Question

In the figure, given below, AB, CD and EF are parallel lines. Given AB = 7.5 cm, DC = y cm, EF = 4.5 cm, BC = x cm and CE = 3 cm, calculate the values of x and y.

Answer 1

i. In ΔACB and ΔFCE, we have

∠ACB = ∠FCE  ...(Vertically opposite angles)

∠CBA = ∠CEF  ...(Alternate angles)

∴ ΔACB ∼ ΔFCE  ...(AA axiom of similarity)

Thus their corresponding sides are proportional.

∴ `(AB)/(BC) = (EF)/(EC)`

`\implies (7.5  cm)/(x  cm) = (4.5  cm)/(3  cm)`

`\implies x = ((7.5 xx 3)/4.5) cm`

= `225/45 cm`

= 5 cm

ii. In ΔEBF and ΔCBD, we have

∠B = ∠B  ...(Common angle)

∠EFB = ∠CDB  ...(Corresponding angles)

∠BEF = ∠BCD

∴ ΔEBF ∼ ΔCBD  ...(AA axiom of similarity)
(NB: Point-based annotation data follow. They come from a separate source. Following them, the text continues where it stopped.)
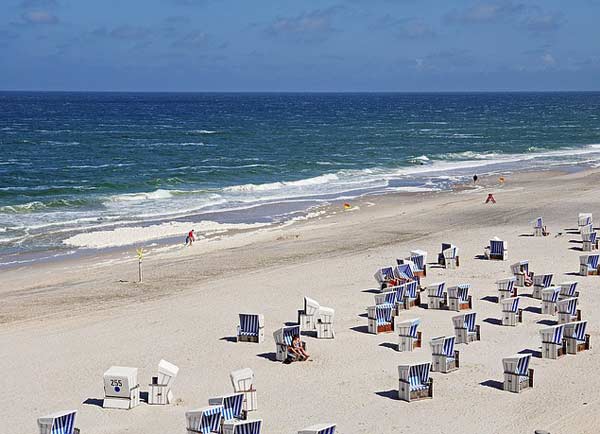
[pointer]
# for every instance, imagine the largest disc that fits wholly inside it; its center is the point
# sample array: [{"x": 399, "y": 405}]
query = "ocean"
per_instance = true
[{"x": 72, "y": 164}]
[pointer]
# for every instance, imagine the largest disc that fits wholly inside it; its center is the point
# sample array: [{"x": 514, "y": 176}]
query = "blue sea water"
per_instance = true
[{"x": 73, "y": 162}]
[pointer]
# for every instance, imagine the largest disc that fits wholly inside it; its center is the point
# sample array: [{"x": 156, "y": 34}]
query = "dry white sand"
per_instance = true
[{"x": 64, "y": 324}]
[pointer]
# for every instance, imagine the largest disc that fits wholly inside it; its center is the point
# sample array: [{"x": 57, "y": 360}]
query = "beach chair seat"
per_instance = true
[
  {"x": 409, "y": 337},
  {"x": 576, "y": 338},
  {"x": 553, "y": 344},
  {"x": 380, "y": 318},
  {"x": 445, "y": 358},
  {"x": 588, "y": 265},
  {"x": 62, "y": 422},
  {"x": 251, "y": 328},
  {"x": 322, "y": 428},
  {"x": 497, "y": 250},
  {"x": 521, "y": 272},
  {"x": 121, "y": 388},
  {"x": 325, "y": 317},
  {"x": 511, "y": 314},
  {"x": 517, "y": 374},
  {"x": 242, "y": 381},
  {"x": 160, "y": 392},
  {"x": 465, "y": 329},
  {"x": 204, "y": 420},
  {"x": 414, "y": 382},
  {"x": 307, "y": 316},
  {"x": 506, "y": 288},
  {"x": 437, "y": 298},
  {"x": 283, "y": 341},
  {"x": 567, "y": 310},
  {"x": 540, "y": 282},
  {"x": 459, "y": 298},
  {"x": 242, "y": 427}
]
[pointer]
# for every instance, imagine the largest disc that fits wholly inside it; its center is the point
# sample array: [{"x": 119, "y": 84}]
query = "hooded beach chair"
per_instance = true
[
  {"x": 121, "y": 388},
  {"x": 380, "y": 318},
  {"x": 568, "y": 290},
  {"x": 414, "y": 382},
  {"x": 232, "y": 405},
  {"x": 590, "y": 241},
  {"x": 444, "y": 357},
  {"x": 307, "y": 317},
  {"x": 498, "y": 249},
  {"x": 540, "y": 282},
  {"x": 459, "y": 298},
  {"x": 465, "y": 329},
  {"x": 553, "y": 344},
  {"x": 436, "y": 296},
  {"x": 506, "y": 288},
  {"x": 160, "y": 389},
  {"x": 575, "y": 337},
  {"x": 511, "y": 314},
  {"x": 251, "y": 328},
  {"x": 322, "y": 428},
  {"x": 588, "y": 265},
  {"x": 62, "y": 422},
  {"x": 549, "y": 299},
  {"x": 283, "y": 340},
  {"x": 204, "y": 420},
  {"x": 324, "y": 324},
  {"x": 567, "y": 310},
  {"x": 242, "y": 381},
  {"x": 521, "y": 271},
  {"x": 384, "y": 276},
  {"x": 517, "y": 374},
  {"x": 408, "y": 336},
  {"x": 242, "y": 427}
]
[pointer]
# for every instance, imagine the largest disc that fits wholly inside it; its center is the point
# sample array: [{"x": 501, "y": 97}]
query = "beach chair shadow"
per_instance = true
[
  {"x": 390, "y": 394},
  {"x": 269, "y": 356},
  {"x": 389, "y": 345},
  {"x": 94, "y": 401},
  {"x": 498, "y": 385},
  {"x": 360, "y": 329},
  {"x": 494, "y": 321},
  {"x": 490, "y": 298}
]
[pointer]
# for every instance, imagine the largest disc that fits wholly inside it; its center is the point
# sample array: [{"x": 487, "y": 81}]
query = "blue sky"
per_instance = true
[{"x": 300, "y": 45}]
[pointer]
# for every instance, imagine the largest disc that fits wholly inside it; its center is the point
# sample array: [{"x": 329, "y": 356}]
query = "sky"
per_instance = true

Thus, `(EB)/(CB) = (EF)/(CD)`

`\implies (EC + CB)/(CB) = (4.5  cm)/(y  cm)`

`\implies (3 + x)/x = 4.5/y`

`\implies ((3 + 5)  cm)/(5  cm) = 4.5/y`

`\implies y = (4.5 xx 5)/8`

= `45/16 cm`

= `2 13/16 cm`